FOR RELEASE: May 4, 2010
Contact: Richard T. Kaplar
The Media Institute
703-243-5700
Arlington, Va., May 4, 2010 – If the Federal Communications Commission succeeds in reclassifying broadband providers as common carriers under Title II of the Communications Act, it could reduce the level of First Amendment protection for those providers. And the FCC’s current ability to do that “is quite limited, if not nonexistent.”
That warning was sounded today by noted First Amendment attorney Robert Corn-Revere in a Perspectives issue paper published by The Media Institute.
For the past five years, FCC Internet policy has treated broadband service as an information service, free from common-carrier obligations. In fact, Corn-Revere notes, the Commission persuaded the Supreme Court in a 2005 case that “information service” was the proper way to classify broadband.

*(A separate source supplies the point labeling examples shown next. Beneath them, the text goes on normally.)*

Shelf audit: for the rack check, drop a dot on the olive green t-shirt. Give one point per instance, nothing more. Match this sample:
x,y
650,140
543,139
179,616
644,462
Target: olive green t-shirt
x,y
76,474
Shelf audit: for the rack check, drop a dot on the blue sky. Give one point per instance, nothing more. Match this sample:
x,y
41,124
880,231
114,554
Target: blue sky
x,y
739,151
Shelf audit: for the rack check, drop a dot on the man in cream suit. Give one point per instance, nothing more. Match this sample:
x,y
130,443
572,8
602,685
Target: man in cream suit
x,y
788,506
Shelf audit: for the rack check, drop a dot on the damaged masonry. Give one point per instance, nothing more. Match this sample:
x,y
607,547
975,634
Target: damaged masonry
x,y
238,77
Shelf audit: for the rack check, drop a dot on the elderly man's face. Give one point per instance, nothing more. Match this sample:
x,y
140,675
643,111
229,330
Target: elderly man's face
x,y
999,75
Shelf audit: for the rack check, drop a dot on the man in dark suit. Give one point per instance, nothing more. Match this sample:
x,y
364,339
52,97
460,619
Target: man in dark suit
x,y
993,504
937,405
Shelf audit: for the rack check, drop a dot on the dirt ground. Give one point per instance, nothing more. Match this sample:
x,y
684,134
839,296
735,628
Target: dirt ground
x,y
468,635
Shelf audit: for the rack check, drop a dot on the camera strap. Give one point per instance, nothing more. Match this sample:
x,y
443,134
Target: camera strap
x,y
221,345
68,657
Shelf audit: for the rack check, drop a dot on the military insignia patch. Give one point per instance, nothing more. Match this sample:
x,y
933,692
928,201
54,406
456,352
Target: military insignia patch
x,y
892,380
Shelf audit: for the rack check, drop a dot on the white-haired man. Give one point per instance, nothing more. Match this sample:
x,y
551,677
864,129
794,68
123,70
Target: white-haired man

But since the U.S. Court of Appeals for the D.C. Circuit ruled on April 6 that the FCC lacked the authority to regulate broadband networks, proponents of “net neutrality” have tried to skirt that ruling by pushing to reclassify broadband service as common carriage – which does fall under the FCC’s regulatory authority.
That strategy could backfire in the courts, however, based on recent judicial trends. Corn-Revere notes that in Citizens United v. FEC, Justice Kennedy’s majority opinion states: “We must decline to draw, and then redraw, constitutional lines based on the particular media or technology used.”
Corn-Revere concludes: “The majority’s core First Amendment findings point to a continuing recognition of full First Amendment rights for new communications technologies. This trend necessarily would limit any attempt to expand FCC jurisdiction over new media simply by manipulating regulatory classifications.”
Robert Corn-Revere is a partner in the law firm of Davis Wright Tremaine in Washington, D.C., and has successfully defended the First Amendment before the U.S. Supreme Court. His paper, “Defining Away the First Amendment,” is available online from The Media Institute at www.mediainstitute.org, and will be available in hard copy in the near future.